Hut site, Baurearagh, Co. Kerry
Co. Kerry |
Settlement Sites
In the bogland of Baurearagh in south-west Kerry, a small circle of stones protrudes just enough above the waterlogged ground to suggest that something deliberate once stood here.
The remains form a circular hut site roughly 2.7 metres in diameter, its drystone walls, built without mortar by stacking and fitting stones together, now reduced to a height of around 0.3 metres, with the lower courses half-swallowed by the bog and the upper courses collapsed around them. At the south-east section of the wall, a single upright slab still stands, measuring 0.8 metres high and 1.2 metres long, holding its position while the rest of the structure has given way to time and wet ground.

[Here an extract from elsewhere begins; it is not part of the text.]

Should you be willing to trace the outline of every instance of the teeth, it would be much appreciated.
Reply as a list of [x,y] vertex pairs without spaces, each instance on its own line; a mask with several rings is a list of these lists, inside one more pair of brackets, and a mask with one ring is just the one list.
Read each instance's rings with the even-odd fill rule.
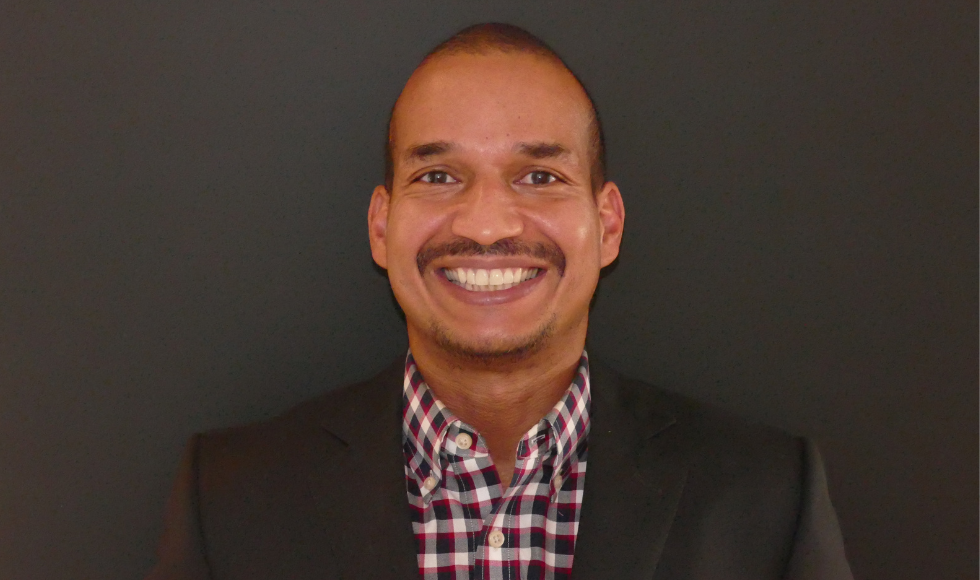
[[444,269],[446,279],[473,292],[492,292],[513,288],[538,275],[538,268],[501,268],[484,270],[481,268]]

The hut sits within the south-east sector of a wider enclosure, suggesting it was not a solitary structure but part of a more organised use of this landscape. Circular drystone hut sites of this kind are found across Kerry and the broader western seaboard, often associated with seasonal farming activity, the keeping of livestock on upland or marginal ground during summer months, or earlier permanent settlement. The bog itself is as much a part of the story as the stones; what was once workable or at least habitable ground has gradually been claimed by accumulating peat, which, while obscuring the archaeology, has also helped preserve what little remains above the surface.